Nurses on the move: a global overview

Health Services Research, June, 2007 by Mireille Kingma

The number of international migrants on the move every year continues to increase. There has been a particularly marked growth in labor migration flows to industrialized countries in recent years (Zlotnik 2003). People with tertiary education accounted for nearly half the increase in migrants older than 25 years in the Organisation for Economic Co-operation and Development (OECD) countries during the 1990s (UN 2006). Women account for an increasing proportion of all migrants, reaching almost half of today's 191 million international migrants (IOM 2005; UN 2006). Many more women are migrating independently of partners or families (Timur 2000), thus changing the social dynamic associated with the migration process in both source and destination countries. Women migrants are becoming agents of economic change as they enter the international labor market and participate in a new distribution of global wealth (IOM 2003).

HEALTH CARE PROFESSIONALS

Data presented in the 2006 World Health Report strongly support the direct link between positive health outcomes and the density of professional health care workers. The evidence highlights the difficulty in reaching targets where health systems are experiencing critical staff shortages. Countries having the greatest difficulty in meeting the UN Millennium Development Goals (MDGs) are faced with absolute shortfalls in their health workforce, seriously limiting their potential to respond equitably to even basic health needs (WHO 2006). The international recruitment and migration of health professionals affecting national workforce supply is now a significant item on the political agenda (Stilwell et al. 2003; ICN/FNIF 2006; WHO 2006).

Nursing increasingly can be characterized as a mobile profession. Thousands of nurses--the vast majority of them women--migrate each year in search of better pay and working conditions, career mobility, professional development, a better quality of life, personal safety, or sometimes just novelty and adventure (Kingma 2006). It is estimated that 30,000 nurses and midwives educated in sub-Saharan Africa are now employed in seven OECD countries (1) (WHO 2006). This article looks at nurse migration flows in the light of national nursing workforce imbalances, examines factors that encourage or inhibit nurse mobility, and explores the potential benefits of circular migration.

International Migration

The percentage of foreign-educated physicians working in Australia, Canada, the United Kingdom, and the United States is currently reported to be between 21 and 33 percent, while foreign-educated nurses represent 5-10 percent of these countries' nurse workforce. New Zealand reports that 21 percent of its nurses are trained abroad, a significant increase in the last decade (WHO 2006). In Switzerland, 30 percent of employed registered nurses are foreign educated and in at least one university hospital 70 percent of new recruits are from abroad (Artigot 2003). In 2005, 84 percent of the new entrants to the Irish nursing register were foreign-educated; a total of 60 percent if European Union source countries are excluded (An Bord Altranais 2005). In 2002, the number of foreign-educated nurse entrants to the U.K. Nursing and Midwifery Council Register exceeded the number of newly qualified nurses educated in the United Kingdom (Ball and Pike 2004). While the percentage of new foreign-educated nurse registrations in the United Kingdom has decreased in recent years (approximately 35 percent in 2004-2005) (NMC 2005), there is a reported bottleneck of 37,000 foreign nurses in the country waiting for clinical placements in order to fulfill accreditation requirements (Parrish and Pickersgill 2005).

Migration Flows

Traditionally, international nurse migration tended to be a North-North or South-South phenomenon, e.g., Irish nurses working in the United Kingdom, Canadian nurses practicing in the United States, Fijian nurses migrating to Palau. However, it is the rapid growth in international recruitment from developing countries to industrialized countries that has gained most media and policy attention in recent years (Dugger 2006; WHO 2006).

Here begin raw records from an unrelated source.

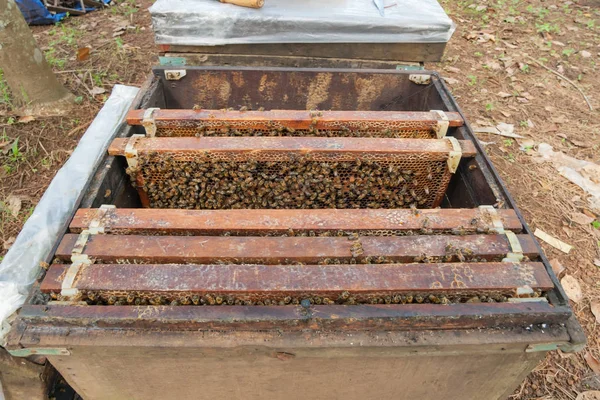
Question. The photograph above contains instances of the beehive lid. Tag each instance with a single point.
(211, 23)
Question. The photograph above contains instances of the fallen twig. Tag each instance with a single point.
(565, 78)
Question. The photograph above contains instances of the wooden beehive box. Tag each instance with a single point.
(297, 202)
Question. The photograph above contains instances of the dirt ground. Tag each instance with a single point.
(493, 65)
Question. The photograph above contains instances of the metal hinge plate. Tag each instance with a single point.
(420, 79)
(454, 155)
(39, 351)
(174, 74)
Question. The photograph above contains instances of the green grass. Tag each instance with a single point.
(4, 91)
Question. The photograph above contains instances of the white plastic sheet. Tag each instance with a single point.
(211, 23)
(21, 265)
(584, 174)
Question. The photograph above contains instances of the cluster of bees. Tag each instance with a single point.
(312, 131)
(295, 184)
(344, 298)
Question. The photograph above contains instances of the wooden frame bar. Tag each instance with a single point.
(381, 317)
(271, 148)
(287, 250)
(255, 282)
(296, 119)
(289, 222)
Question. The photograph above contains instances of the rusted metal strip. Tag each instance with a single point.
(280, 148)
(382, 317)
(288, 250)
(257, 282)
(292, 222)
(298, 119)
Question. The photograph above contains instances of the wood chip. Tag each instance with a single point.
(592, 362)
(589, 395)
(552, 241)
(452, 69)
(581, 219)
(451, 81)
(557, 267)
(83, 53)
(595, 307)
(572, 288)
(8, 242)
(25, 119)
(13, 204)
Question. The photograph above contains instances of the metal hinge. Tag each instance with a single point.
(516, 253)
(39, 351)
(497, 225)
(420, 79)
(97, 224)
(442, 125)
(454, 155)
(131, 151)
(174, 74)
(148, 121)
(567, 347)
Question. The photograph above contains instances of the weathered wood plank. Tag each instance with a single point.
(381, 317)
(296, 119)
(271, 148)
(289, 222)
(257, 282)
(251, 60)
(369, 51)
(287, 250)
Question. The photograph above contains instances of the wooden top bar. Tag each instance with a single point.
(286, 250)
(379, 317)
(297, 119)
(257, 221)
(428, 149)
(258, 281)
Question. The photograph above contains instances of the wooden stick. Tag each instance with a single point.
(566, 79)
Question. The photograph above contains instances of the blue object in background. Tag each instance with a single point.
(36, 13)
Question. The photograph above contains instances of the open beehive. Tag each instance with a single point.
(295, 207)
(276, 301)
(260, 210)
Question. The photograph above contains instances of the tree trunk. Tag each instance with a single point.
(34, 86)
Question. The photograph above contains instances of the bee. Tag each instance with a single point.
(356, 249)
(210, 300)
(185, 300)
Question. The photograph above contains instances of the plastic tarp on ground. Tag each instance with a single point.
(211, 23)
(21, 265)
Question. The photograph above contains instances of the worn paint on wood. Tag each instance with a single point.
(296, 119)
(287, 250)
(258, 281)
(289, 222)
(277, 148)
(381, 317)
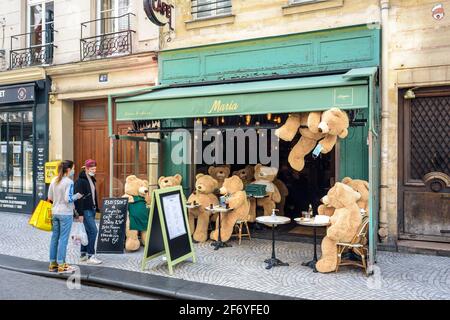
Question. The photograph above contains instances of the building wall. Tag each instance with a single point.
(255, 19)
(419, 49)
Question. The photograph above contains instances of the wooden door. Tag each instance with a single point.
(91, 140)
(424, 165)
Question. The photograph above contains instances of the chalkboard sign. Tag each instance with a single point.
(111, 235)
(168, 228)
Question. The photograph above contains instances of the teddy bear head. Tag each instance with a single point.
(232, 185)
(361, 186)
(265, 173)
(136, 187)
(205, 184)
(334, 122)
(219, 172)
(172, 181)
(245, 174)
(341, 196)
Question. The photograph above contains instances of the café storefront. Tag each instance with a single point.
(256, 84)
(23, 145)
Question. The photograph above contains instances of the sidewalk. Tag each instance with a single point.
(403, 276)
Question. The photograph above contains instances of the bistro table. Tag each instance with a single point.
(312, 224)
(219, 209)
(273, 221)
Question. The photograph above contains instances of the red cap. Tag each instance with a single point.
(90, 163)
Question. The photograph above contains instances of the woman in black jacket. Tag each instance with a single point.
(86, 208)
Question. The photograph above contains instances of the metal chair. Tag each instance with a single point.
(238, 228)
(358, 245)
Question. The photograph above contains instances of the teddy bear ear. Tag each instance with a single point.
(346, 180)
(199, 176)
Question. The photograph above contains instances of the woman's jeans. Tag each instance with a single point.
(91, 230)
(62, 224)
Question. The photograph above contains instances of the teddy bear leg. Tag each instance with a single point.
(328, 260)
(288, 131)
(301, 149)
(201, 230)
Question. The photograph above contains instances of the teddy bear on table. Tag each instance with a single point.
(220, 173)
(171, 181)
(345, 223)
(137, 192)
(203, 196)
(236, 198)
(318, 130)
(266, 176)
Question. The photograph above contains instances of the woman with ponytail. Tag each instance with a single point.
(62, 197)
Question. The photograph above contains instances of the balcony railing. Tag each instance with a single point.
(107, 44)
(32, 55)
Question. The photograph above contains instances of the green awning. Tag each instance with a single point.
(253, 97)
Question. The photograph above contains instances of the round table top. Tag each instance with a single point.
(273, 220)
(218, 209)
(311, 223)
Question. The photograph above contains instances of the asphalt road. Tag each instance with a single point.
(15, 285)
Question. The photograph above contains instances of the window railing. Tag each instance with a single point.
(110, 42)
(33, 54)
(210, 8)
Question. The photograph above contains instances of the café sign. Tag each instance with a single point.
(159, 12)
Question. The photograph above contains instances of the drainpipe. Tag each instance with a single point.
(383, 219)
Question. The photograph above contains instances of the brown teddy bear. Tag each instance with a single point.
(247, 174)
(361, 186)
(345, 222)
(313, 127)
(236, 198)
(137, 192)
(266, 176)
(167, 182)
(204, 196)
(220, 173)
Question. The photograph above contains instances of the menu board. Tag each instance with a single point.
(111, 235)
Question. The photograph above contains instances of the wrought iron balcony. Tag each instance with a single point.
(107, 44)
(32, 55)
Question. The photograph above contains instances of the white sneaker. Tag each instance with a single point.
(94, 260)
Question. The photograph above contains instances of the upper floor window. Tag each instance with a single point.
(112, 16)
(210, 8)
(40, 22)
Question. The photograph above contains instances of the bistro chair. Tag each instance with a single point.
(358, 245)
(238, 229)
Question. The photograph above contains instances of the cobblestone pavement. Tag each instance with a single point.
(398, 276)
(27, 287)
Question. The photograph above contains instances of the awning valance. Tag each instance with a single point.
(252, 97)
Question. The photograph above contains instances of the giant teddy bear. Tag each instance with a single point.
(361, 186)
(136, 190)
(345, 223)
(205, 197)
(171, 181)
(220, 173)
(266, 176)
(236, 198)
(315, 128)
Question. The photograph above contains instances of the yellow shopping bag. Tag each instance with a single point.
(42, 216)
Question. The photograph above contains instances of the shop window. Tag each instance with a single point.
(16, 152)
(112, 16)
(210, 8)
(96, 113)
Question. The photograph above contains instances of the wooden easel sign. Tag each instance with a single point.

In 2000, over 500 nurses left Ghana for employment in the industrialized countries. That was more than twice the number of new graduates from nursing programs in the country that year (Zachary 2001). In Malawi, between 1999 and 2001 over 60 percent of the registered nurses in a single tertiary hospital (114 nurses) left for employment in other countries (Martineau et al. 2002). In 2003, a hospital in Swaziland reported that 30 percent of their 125 nurses were lost to work abroad (Kober and Van Damme 2006) and, between 1999 and 2001, Zimbabwe lost 32 percent of their registered nurses to employment in the United Kingdom (Chikanda 2005).

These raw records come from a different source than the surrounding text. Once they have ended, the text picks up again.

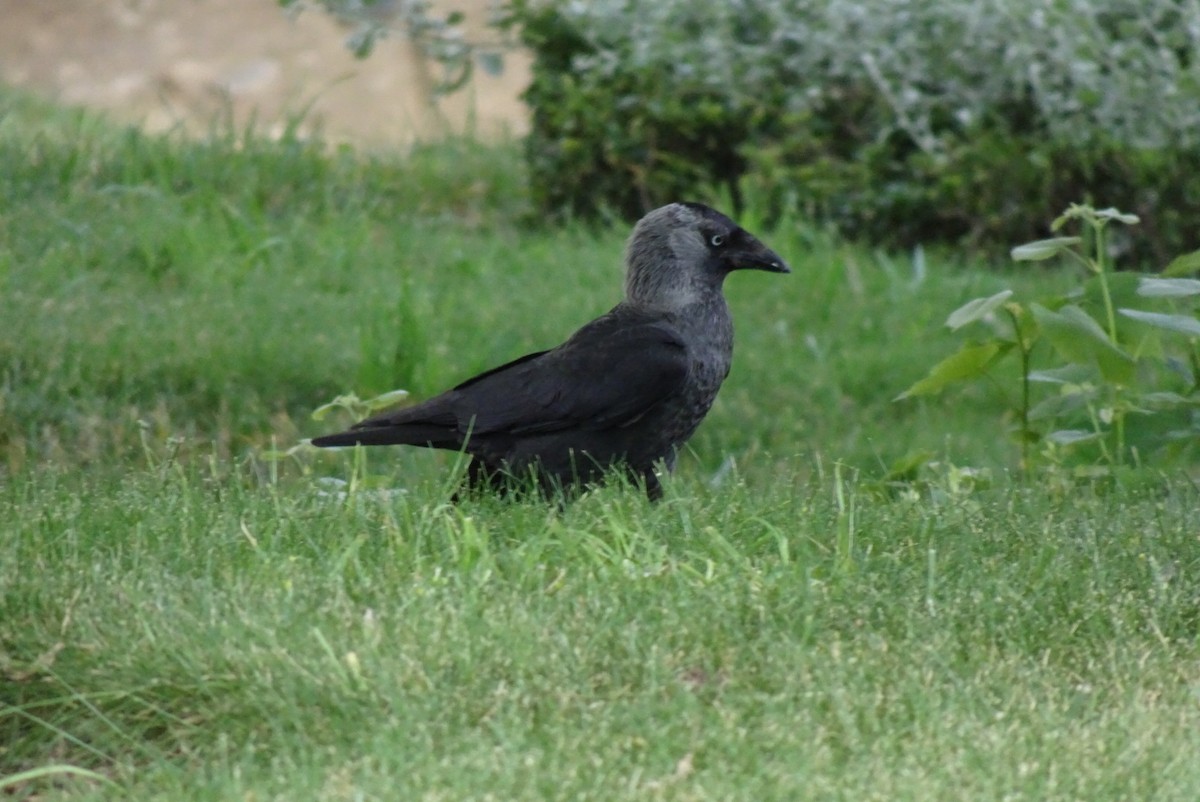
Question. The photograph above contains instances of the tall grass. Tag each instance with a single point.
(180, 618)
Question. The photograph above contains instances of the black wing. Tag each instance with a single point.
(609, 373)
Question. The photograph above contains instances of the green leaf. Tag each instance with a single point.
(1183, 265)
(976, 309)
(1169, 287)
(1181, 323)
(1071, 373)
(1044, 249)
(1072, 436)
(970, 361)
(1168, 401)
(348, 401)
(907, 466)
(1060, 405)
(1117, 215)
(385, 400)
(1080, 339)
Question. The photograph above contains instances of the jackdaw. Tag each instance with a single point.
(624, 391)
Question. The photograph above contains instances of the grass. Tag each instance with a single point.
(180, 618)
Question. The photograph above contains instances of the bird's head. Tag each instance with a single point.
(684, 249)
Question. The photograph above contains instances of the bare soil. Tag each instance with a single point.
(171, 64)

The directional flow of nurses may change over time. While Ireland was known for decades to be an exporting country with Irish nurses migrating to the United Kingdom, it is now an importing country recruiting mainly from the Philippines, Australia, India, South Africa, and the United States (Department of Health and Children 2001; ICN 2004). Established flows in South-North migration are also subject to change as more source countries enter the international labor market. For example, the number of countries sending international nurse recruits to the United Kingdom has increased from 71 in 1990 to 95 in 2001 (Buchan and Sochalski 2004). The Philippines, once the leading source of nurse migrants to Ireland and the United Kingdom, was outranked by India in 2005 (HSE 2003, 2004; NMC 2005).